ET-1 and its G-protein-coupled receptors ETAR and ETBR (the endothelin axis) are overexpressed in breast carcinomas, and influence angiogenesis, tumourigenesis and tumour progression [34, 36, 58]. Moreover, we previously demonstrated overexpression of the ET axis in DCIS and observed an association with different angiogenic and lymphangiogenic factors [29]. An important novel finding of the present study is the highly significant association of c-met and E-cad expression with ET receptor expression. Similar to ETAR [34], c-met expression is upregulated by hypoxia [59], thus promoting invasive growth of tumour cells. In addition, the c-met ligand HGF has been shown to inhibit ET-1 release in endothelial cells, indicating a possible link between c-met mediated signalling and the ET axis [60]. However, the coexpression of c-met and the ET receptors may simply indicate an upregulation of parallel signalling pathways that utilize different upstream ligands and converge intracellularly. Sdc1 and E-cad have been associated with epithelial-mesenchymal transition [22, 40], and it has recently been shown that ET-1 mediated signalling is required during epithelial-mesenchymal transition in ovarian cancer progression [61, 62]. In ovarian cancer [61, 62] and melanoma [63, 64], activation of the ET axis results in downregulated E-cad expression. In DCIS, coexpression of ET receptors, E-cad, c-met and Sdc1 may constitute a specific expression signature indicative of the transition of an early stage to later stages of tumour progression.
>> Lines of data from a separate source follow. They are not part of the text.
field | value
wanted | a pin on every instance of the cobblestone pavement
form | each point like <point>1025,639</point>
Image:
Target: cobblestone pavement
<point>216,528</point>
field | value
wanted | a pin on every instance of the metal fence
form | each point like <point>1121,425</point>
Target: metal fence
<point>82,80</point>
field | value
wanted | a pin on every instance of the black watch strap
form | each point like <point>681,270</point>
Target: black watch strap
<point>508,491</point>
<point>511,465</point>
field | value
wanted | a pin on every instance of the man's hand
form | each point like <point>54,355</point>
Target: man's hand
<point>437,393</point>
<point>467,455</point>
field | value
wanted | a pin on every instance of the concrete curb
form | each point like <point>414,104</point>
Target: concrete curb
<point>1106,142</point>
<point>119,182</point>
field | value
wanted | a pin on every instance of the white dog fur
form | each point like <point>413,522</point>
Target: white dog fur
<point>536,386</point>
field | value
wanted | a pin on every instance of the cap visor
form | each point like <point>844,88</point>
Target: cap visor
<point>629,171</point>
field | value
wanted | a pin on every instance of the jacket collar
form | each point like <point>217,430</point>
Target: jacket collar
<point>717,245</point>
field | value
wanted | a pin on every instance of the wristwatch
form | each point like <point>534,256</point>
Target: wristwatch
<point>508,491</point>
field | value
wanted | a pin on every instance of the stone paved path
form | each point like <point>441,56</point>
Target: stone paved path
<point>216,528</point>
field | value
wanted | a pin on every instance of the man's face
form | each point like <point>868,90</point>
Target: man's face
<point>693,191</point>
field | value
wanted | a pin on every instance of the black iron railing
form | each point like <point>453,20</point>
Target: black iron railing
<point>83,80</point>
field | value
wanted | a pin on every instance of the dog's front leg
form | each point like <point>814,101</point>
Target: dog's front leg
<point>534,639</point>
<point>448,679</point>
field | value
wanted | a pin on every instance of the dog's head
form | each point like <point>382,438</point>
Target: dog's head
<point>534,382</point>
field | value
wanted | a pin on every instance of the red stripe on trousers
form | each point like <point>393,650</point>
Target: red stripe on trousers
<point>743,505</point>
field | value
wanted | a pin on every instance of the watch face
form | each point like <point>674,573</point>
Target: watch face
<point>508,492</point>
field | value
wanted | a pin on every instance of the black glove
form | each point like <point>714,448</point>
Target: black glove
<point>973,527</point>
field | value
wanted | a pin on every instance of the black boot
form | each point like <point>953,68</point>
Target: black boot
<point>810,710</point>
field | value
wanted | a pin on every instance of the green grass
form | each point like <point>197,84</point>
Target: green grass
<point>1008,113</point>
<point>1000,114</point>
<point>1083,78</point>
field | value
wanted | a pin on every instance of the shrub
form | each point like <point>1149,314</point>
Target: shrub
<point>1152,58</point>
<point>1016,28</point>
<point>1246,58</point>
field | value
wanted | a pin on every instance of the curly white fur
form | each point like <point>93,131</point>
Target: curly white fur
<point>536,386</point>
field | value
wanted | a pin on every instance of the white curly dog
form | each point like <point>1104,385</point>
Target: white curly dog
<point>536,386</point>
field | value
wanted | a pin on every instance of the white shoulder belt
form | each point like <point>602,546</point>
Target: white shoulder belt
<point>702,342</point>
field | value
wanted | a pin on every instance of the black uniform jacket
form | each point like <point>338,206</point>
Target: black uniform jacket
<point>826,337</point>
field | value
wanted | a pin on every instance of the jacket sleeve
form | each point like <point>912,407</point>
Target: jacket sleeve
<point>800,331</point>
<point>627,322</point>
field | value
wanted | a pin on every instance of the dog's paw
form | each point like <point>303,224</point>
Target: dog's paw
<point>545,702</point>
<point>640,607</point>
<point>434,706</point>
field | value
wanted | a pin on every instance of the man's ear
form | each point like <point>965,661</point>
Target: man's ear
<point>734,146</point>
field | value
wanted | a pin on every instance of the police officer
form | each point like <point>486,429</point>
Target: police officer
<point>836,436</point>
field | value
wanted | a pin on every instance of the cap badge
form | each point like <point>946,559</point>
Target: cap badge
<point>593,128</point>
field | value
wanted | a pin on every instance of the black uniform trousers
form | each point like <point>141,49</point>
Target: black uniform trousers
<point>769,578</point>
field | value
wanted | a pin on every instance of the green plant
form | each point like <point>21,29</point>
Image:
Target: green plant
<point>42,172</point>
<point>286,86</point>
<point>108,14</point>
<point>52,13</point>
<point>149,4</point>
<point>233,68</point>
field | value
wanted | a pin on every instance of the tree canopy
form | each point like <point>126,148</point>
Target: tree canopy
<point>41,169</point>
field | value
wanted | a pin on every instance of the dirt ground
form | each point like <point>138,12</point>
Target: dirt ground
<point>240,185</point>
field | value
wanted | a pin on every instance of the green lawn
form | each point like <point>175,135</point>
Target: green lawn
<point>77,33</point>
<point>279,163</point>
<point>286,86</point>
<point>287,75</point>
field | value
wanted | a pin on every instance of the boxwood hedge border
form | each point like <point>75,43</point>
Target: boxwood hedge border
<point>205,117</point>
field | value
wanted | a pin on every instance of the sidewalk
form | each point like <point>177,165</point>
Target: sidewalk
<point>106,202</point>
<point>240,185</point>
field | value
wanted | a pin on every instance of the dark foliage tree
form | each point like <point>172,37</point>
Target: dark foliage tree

One possible caveat associated with the present study is the large number of statistical tests that were performed (n = 17). Although the statistical analysis employed in this study permits easier comparison and interpretation of P values within the context of the results from other studies, the reader must keep in mind that some significant associations may be falsely positive. Using a Bonferroni adjustment, the corrected significance level for the tests employed in this study would be P < 0.003. However, although corrections for multiple comparisons on the one hand reduce the chances of making a type I error, the chances of making a type II error are increased. Moreover, the relevance of the null hypothesis underlying Bonferroni adjustments has recently been questioned (see the report by Perneger [38] for a discussion). Therefore, there remains a lack of consensus within the scientific community regarding whether corrections for multiple comparisons are applicable.

Conclusion

In the present study we demonstrated coexpression of c-met, Sdc1 and E-cad in DCIS. Of note, expression of c-met, Sdc1 and E-cad correlated with expression of angiogenic and lymphangiogenic factors, including endothelin receptor expression. It is tempting to speculate that this expression signature indicates a state of a parallel, synergistic activation of multiple receptor pathways (receptor tyrosine kinases, G-protein-coupled receptors and nuclear transcription factors), which vastly promote tumour cell proliferation and angiogenesis in the tumour stroma. Since these activation pathways rely on different molecular mechanisms, therapeutic approaches must take multiple targets into consideration. Inhibitors of tyrosine kinases, of the endothelin axis, of heparan sulphate-modulated signalling and of angiogenesis are currently being evaluated in clinical trials or have already found their way into cancer therapies [5, 6569]. Data from the present study may help in the development of more efficient therapeutic approaches in breast cancer, addressing the need to target simultaneously multiple molecules that are relevant to this early step of breast cancer progression.